In the end, though for God to be God doesn't he have to set the rules of play?  Isn't it really up to God who he saves and who he doesn't?  Why should he be subject to my preference?  Yet he is loving, gracious, holy and just.    but for totally selfish reasons the challenge for me is to know who God has chosen and who he hasn't.  I want to know if I can ever say to anyone again with certainty that 'God loves you', or is there some way that I can see a permanent banishment from God as somehow loving?    I want to be able to resolve satisfactorily in my head and heart that Jesus' sacrificial gift was perfectly executed, and includes everyone irrespective of whether everyone responds and without what appears to be heretical universalism.   I want to know what the point of evangelism is, if salvation is simply a spirit enabled, sovereign act of God, and HOW to evangelise without misrepresenting the truth and preaching a gospel other than one that saves.

Maybe the truth is that  there is a synergy in the saving grace from God.
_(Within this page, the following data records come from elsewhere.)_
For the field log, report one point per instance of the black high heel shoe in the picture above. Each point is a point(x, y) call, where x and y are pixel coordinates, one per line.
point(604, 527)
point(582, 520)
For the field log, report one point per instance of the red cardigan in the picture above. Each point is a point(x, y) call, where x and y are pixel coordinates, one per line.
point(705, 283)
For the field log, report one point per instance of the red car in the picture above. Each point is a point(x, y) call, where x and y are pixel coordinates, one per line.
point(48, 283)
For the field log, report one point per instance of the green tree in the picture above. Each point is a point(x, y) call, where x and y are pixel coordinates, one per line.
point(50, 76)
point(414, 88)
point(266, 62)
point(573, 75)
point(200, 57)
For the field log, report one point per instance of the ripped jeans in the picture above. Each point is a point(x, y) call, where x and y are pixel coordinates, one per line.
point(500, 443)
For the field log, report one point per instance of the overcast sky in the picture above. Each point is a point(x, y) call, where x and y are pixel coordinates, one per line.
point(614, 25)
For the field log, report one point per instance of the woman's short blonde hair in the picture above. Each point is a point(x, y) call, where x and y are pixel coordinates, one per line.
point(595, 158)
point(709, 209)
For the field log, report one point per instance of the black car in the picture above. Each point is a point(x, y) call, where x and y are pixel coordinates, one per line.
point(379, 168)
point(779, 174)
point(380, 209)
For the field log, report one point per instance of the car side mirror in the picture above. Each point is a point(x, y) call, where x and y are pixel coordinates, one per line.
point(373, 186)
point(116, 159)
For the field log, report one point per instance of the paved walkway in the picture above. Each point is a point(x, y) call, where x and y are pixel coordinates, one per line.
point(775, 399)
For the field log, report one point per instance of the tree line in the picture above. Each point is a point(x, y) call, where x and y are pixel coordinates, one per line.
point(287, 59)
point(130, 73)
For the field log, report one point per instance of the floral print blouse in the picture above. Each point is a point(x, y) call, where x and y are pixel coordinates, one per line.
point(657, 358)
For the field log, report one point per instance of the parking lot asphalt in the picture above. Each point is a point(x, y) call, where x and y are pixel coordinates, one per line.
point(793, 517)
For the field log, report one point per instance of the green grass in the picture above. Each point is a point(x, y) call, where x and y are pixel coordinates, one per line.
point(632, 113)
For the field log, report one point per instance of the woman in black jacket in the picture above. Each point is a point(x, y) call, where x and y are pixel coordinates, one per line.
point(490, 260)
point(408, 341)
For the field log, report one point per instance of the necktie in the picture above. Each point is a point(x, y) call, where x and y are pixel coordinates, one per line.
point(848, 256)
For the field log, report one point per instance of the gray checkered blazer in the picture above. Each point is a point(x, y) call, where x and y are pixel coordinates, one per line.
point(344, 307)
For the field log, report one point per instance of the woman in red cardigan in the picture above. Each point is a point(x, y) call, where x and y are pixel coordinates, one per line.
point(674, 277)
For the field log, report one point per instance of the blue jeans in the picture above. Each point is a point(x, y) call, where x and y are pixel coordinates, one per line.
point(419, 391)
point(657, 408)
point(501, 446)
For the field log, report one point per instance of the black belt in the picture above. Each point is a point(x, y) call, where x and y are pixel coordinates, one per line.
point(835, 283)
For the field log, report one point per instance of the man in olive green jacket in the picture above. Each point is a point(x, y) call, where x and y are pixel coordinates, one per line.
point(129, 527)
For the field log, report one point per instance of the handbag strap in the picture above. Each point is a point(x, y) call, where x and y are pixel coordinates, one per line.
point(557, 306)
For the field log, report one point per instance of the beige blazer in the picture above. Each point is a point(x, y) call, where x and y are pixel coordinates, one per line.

Maybe it is not we reach for God or he reaches to us, but perhaps it is that both reach for each other from the beginning of time? perhaps looking for a linear logic to understand the cause and effect is too limiting for an action of a God who is so sacrificial in his Love for us? perhaps the paradoxical approach is the only one that fully combines the scriptures which extol the grace of God and our need to respond to the yearning for God that is within every human heart?

But what of comfort?  What of the certainty of where we go when we're finished with our mortal body as we await our resurrection and face the final judgement? "God knows" seems poor comfort when a person has lost the physical comfort of some loved one's presence.  Do we need to be able to determine whether those who have lived with us are included in Christ?   and do we need certainty of salvation to attempt to live right? Isn't the law, still the law?

All I can say for sure right now is that with everything in me that can, I want to love God.  I'm convinced that to the fullest of my ability to respond, I'm organising my thoughts, actions and hopes heavenward, mindful that there are some areas of my life that are yet to be subject fully to his law - even after all these years of trying to follow Him.   If my sins are able to be counted paid in Christ, then I am grateful his sacrifice, grace and love is sufficient for me.  Even if I am not counted as covered by his blood, it does not remove the need to comply with his law which is still a better [perfect] way to live with each other even if there is no eternal reward.  Whether I am or not chosen, elect or disqualified from his saving grace, I hope I can graciously live to bring little shame to his name while I am alive in my body.  God is still God, He is still creator and author of life, I still owe him everything whether he wants me with him forever or just for now.  He is important, I am just a flicker in the flame of life... a gust in the wind... a moment in history.

I'm at a funeral today. I hope that it gives me opportunity to talk about death, life and God. I hope that my own struggles don't get in the way of pointing to Christ. I hope that in pointing to Christ I don't lead people to disappointment, but to life. I pray that to whatever measure possible in my regenerated or unregenerated heart I can be influenced by the Spirit of God to be wise, humble and loving.  I pray that theology doesn't just affect thinking, but action, and that action comes from the heart and the head.  If the power of the resurrection is available to me, I trust that i will use it well to proclaim Christ, and him crucified so that those who can respond to the Gospel of Christ [by whatever method is valid] can do so and there may be a party in heaven for those that are welcomed in.